Nobody who's read it forgets Shirley Jackson's "The Lottery." There's not a lot that chills the blood the way Stanley Ellin's "The Question" does. If you want your heart broken, stories like Theodore Sturgeon's "The Graveyard Reader" and "Bright Segment" or Roger Zelazny's "A Rose for Ecclesiastes" will do the job nicely. Depending on your sense of humor, stories like John Collier's "Over Insurance" and "Bottle Party" can leave you laughing harder than you did the first time you saw the Marx Brothers in Duck Soup or read Joseph Heller's Catch-22. None of these stories would benefit from being expanded to novel length. The fact that a story is short doesn't necessarily rob it of scope -- in John D. MacDonald's "End of the Tiger" you get a glimpse of the lives of a family, hard lessons passed from one generation to the next, and the realization of the wisdom behind those lessons, and all of it done in under two thousand words as the narrator recalls an evening in his youth when a visitor played a cruel trick on a pet goose; like many short stories, it's a quick sketch rather than an intricately painted canvas, but the intensity of experience is there.
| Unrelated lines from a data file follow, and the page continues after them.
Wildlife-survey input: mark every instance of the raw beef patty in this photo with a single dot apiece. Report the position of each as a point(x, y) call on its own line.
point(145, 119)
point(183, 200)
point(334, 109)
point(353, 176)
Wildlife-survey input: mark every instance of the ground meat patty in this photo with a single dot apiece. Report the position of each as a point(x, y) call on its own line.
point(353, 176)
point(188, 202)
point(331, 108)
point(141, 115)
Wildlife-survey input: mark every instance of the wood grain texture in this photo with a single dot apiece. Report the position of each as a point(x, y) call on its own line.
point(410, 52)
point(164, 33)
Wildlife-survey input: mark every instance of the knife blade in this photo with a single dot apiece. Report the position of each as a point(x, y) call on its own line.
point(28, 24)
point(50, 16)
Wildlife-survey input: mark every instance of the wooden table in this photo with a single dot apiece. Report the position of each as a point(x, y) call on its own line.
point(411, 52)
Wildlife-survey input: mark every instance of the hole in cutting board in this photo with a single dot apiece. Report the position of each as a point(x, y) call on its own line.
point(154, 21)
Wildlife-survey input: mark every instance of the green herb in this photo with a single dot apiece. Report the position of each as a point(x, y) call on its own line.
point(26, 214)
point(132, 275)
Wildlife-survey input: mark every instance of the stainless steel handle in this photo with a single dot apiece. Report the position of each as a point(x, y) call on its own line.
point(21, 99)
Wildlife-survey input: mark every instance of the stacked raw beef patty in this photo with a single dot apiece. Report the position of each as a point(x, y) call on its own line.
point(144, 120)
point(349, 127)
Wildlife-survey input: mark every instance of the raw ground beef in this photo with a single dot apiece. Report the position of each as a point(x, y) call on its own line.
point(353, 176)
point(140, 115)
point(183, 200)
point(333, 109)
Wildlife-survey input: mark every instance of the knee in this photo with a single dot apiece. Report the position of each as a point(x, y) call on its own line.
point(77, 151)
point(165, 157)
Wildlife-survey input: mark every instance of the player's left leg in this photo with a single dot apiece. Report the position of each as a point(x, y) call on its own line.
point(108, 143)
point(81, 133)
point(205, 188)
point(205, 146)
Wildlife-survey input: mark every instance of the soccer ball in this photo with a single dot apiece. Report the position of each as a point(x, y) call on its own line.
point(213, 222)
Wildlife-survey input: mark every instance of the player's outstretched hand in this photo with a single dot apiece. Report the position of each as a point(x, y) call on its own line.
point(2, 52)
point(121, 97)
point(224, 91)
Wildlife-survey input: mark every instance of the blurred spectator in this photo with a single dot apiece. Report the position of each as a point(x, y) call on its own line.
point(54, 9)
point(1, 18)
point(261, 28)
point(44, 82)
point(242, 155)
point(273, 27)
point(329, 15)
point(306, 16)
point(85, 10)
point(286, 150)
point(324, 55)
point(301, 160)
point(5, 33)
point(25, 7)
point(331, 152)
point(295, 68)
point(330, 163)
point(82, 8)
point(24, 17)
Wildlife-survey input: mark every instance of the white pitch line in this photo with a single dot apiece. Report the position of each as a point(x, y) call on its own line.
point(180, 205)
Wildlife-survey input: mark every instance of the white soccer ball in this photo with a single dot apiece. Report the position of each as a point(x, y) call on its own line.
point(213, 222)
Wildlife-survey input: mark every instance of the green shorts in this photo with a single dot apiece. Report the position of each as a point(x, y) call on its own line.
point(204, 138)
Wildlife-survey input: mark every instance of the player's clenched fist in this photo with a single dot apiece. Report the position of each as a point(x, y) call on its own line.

I grew up on science fiction, horror, and to a lesser extent mystery and suspense stories (genres that lived for quite a while as much in magazines, in the short forms, as in novels), so that's where I drew my examples. But the same observation applies to general literary fiction. Earlier posters for this series have already cited Carver, Chekhov and others. Irwin Shaw, Somerset Maugham, Hemingway, John O'Hara, Isaac Bashevis Singer, and many more were as adept at the short forms as the long. The reader who turns away from the short story because of the notion that he's not getting good weight for his nickel is cheating himself.

But that's the attitude of an advocate of the short story. The attitude of someone who never regarded the short story as a bad buy just because it was short.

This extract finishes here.